Many people claim that Pathfinder’s magic system is the antithesis of the arcane and the occult. They also argue that it isn’t suited to scenarios laden with intrigue and mystery. Today I don’t believe that that is necessarily true. What it’s true I guess is that Pathfinder (and D&D) magic system is its own beast, with its idiosyncrasies and peculiar traits. It does not attempt to emulate any genre, but it’s a genre of fantasy itself. Using Pathfinder to run a traditional novel/myth without paying attention to some of its most basic or iconic spells and powers will inevitable result in an anti-climax.
So, in the end, this just another article about how to make magic a little bit more “magical” or unfathomable. More mysterious or even “mythic” if you prefer. In other words, this is about removing the “mechanical/objective” approach to the supernatural.
How to do it?
Well, remove Divination.
Yeah, just that.
Ok, let me elaborate more: remove all spells, powers, spell-like abilities and supernatural powers from player characters from the Divination magic school. In fact, remove any ability that allows a player character to automatically discover if a target is magical, evil, good, elf, orc, vegetarian, Republican etc.

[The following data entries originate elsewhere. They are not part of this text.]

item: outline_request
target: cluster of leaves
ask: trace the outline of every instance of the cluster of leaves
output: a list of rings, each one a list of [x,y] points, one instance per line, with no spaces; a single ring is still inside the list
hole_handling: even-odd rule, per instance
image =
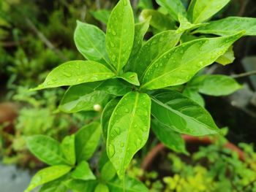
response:
[[[161,27],[162,31],[143,43],[150,25],[154,26],[156,20],[162,26],[165,23],[148,14],[145,20],[135,24],[129,1],[120,0],[109,17],[106,34],[78,21],[75,42],[88,61],[59,66],[33,89],[70,86],[59,105],[61,111],[68,113],[91,110],[109,101],[101,116],[102,132],[108,158],[120,180],[147,142],[151,125],[165,145],[184,153],[181,134],[219,132],[202,102],[200,105],[175,90],[187,82],[185,91],[194,91],[190,93],[225,95],[237,90],[240,85],[230,77],[192,77],[215,61],[230,63],[227,54],[232,45],[243,36],[256,34],[253,18],[216,21],[219,28],[214,22],[206,23],[229,1],[192,1],[188,10],[179,0],[157,2],[168,12],[167,26],[173,29]],[[178,22],[178,28],[173,21]],[[218,91],[207,87],[209,82],[219,85]],[[223,87],[226,90],[222,93]]]

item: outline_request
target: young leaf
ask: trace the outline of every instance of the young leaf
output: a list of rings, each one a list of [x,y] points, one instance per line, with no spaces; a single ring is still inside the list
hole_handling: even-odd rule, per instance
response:
[[[233,51],[233,46],[222,55],[219,56],[215,61],[222,65],[227,65],[232,64],[235,60],[234,52]]]
[[[105,141],[107,141],[109,120],[112,115],[113,111],[114,110],[116,106],[119,102],[119,100],[120,99],[117,98],[113,99],[106,104],[102,113],[101,124],[102,127],[103,138]]]
[[[135,85],[137,86],[140,85],[140,82],[138,79],[138,75],[135,72],[126,72],[124,74],[121,74],[118,77],[121,78],[124,80],[126,80],[127,82],[132,85]]]
[[[159,31],[175,29],[175,21],[168,15],[154,9],[143,9],[140,15],[141,20],[150,20],[150,25]]]
[[[95,104],[102,104],[108,97],[104,91],[94,91],[99,82],[88,82],[70,86],[63,96],[59,109],[64,112],[76,112],[94,110]]]
[[[108,23],[106,47],[118,72],[127,64],[135,35],[133,12],[129,0],[120,0],[113,9]]]
[[[69,180],[65,184],[73,192],[94,191],[98,182],[96,180]]]
[[[176,21],[178,20],[178,15],[181,15],[185,18],[187,17],[185,7],[181,0],[157,0],[157,3],[165,7],[170,16]]]
[[[124,96],[131,91],[132,85],[123,80],[115,78],[103,81],[95,90],[104,91],[113,96]]]
[[[180,134],[157,120],[151,121],[151,128],[158,139],[166,147],[176,152],[187,154],[184,140]]]
[[[192,12],[193,23],[203,23],[227,5],[230,0],[196,0],[193,6],[189,7],[189,12]],[[241,30],[240,30],[241,31]]]
[[[191,86],[197,87],[201,93],[208,96],[227,96],[241,88],[233,78],[227,75],[201,75],[195,77]]]
[[[67,136],[61,144],[62,152],[71,165],[75,164],[75,135]]]
[[[116,174],[116,172],[114,166],[113,166],[112,163],[108,161],[106,164],[105,164],[101,170],[101,178],[104,181],[110,181],[115,177]]]
[[[138,52],[141,48],[144,35],[146,34],[149,27],[149,21],[150,18],[148,18],[141,23],[135,24],[133,46],[127,64],[125,66],[126,71],[129,71],[130,69],[129,66],[135,62]]]
[[[219,132],[203,107],[174,91],[157,94],[152,99],[151,113],[159,121],[181,134],[203,136]]]
[[[72,177],[77,180],[91,180],[96,177],[92,173],[89,164],[85,161],[81,161],[72,173]]]
[[[94,192],[109,192],[109,189],[107,185],[103,183],[99,183],[98,185],[97,185]]]
[[[78,50],[86,58],[103,63],[110,69],[113,69],[109,64],[105,35],[99,28],[78,20],[74,39]]]
[[[44,135],[29,137],[26,143],[29,150],[40,161],[49,165],[68,164],[64,158],[60,144]]]
[[[172,49],[179,41],[181,34],[176,31],[166,31],[151,37],[138,53],[132,71],[137,72],[140,79],[152,62]],[[168,43],[166,43],[168,42]]]
[[[211,21],[207,26],[197,28],[193,33],[225,36],[232,35],[241,30],[246,31],[244,35],[256,35],[256,18],[229,17]]]
[[[149,133],[151,100],[130,92],[116,107],[108,125],[108,155],[122,178],[133,155],[146,144]]]
[[[43,83],[32,90],[75,85],[110,79],[115,76],[104,65],[91,61],[71,61],[51,71]]]
[[[140,88],[153,90],[188,82],[198,71],[223,55],[243,34],[244,31],[232,36],[200,39],[169,50],[148,68]]]
[[[100,133],[100,124],[93,122],[75,134],[75,154],[78,163],[91,157],[98,145]]]
[[[32,177],[25,192],[31,191],[39,185],[58,179],[70,170],[71,167],[65,165],[56,165],[41,169]]]
[[[124,185],[126,192],[148,192],[148,189],[147,189],[143,183],[129,177],[125,177],[124,185],[124,181],[118,178],[108,181],[107,185],[110,191],[123,192]]]
[[[203,98],[202,97],[202,96],[200,93],[198,93],[197,90],[189,88],[189,87],[186,88],[184,89],[184,91],[183,91],[182,94],[184,96],[189,98],[190,99],[192,99],[195,102],[197,103],[198,104],[200,104],[203,107],[205,107],[205,101],[204,101]]]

If a character has a power that deals with Divination, like the (in)famous paladin’s detect evil, give him a bonus feat instead.
Oh, and by “remove all Divinations”, I also mean detect magic and similar abilities.
Do your players want to know if a particular item is magical? Try Knowledge (Arcana) or a Sage. Want to know if the king’s bailiff is evil? That’s Sense Motive, Knowledge (Local), Diplomacy (for a gather information check) or talk with a lot of NPCs. Finally, but most important: want to divine if a particular course of action or event? Find a damn diviner NPC!
I believe that the secondary options quoted above are very interesting in terms of adventure hooks and roleplaying opportunities – besides mood and atmosphere. Maybe you can keep magic items like crystal orbs, but make them rare and give them strange proprieties. Another idea is that things like detect evil or detect magic may belong to artifact-level or deity-level powers.
One curious aspect of this approach is that it lets you keep alignments and effects based on it.
It’s obvious that some situations will require Gamemaster’s ad hoc adjustments. This approach also requires more work on the part of the Gamemaster I also don’t recommend using this with a dungeon-crawl/wilderness exploration/Adventure Path game. However, if you want a game where magic is an indefinable measure (like a traditional Sword & Sorcery, Dark Fantasy, Low Magic or even a pseudo-historical adventure), try this approach and see the results. I’ll surely try it as soon as I find some time.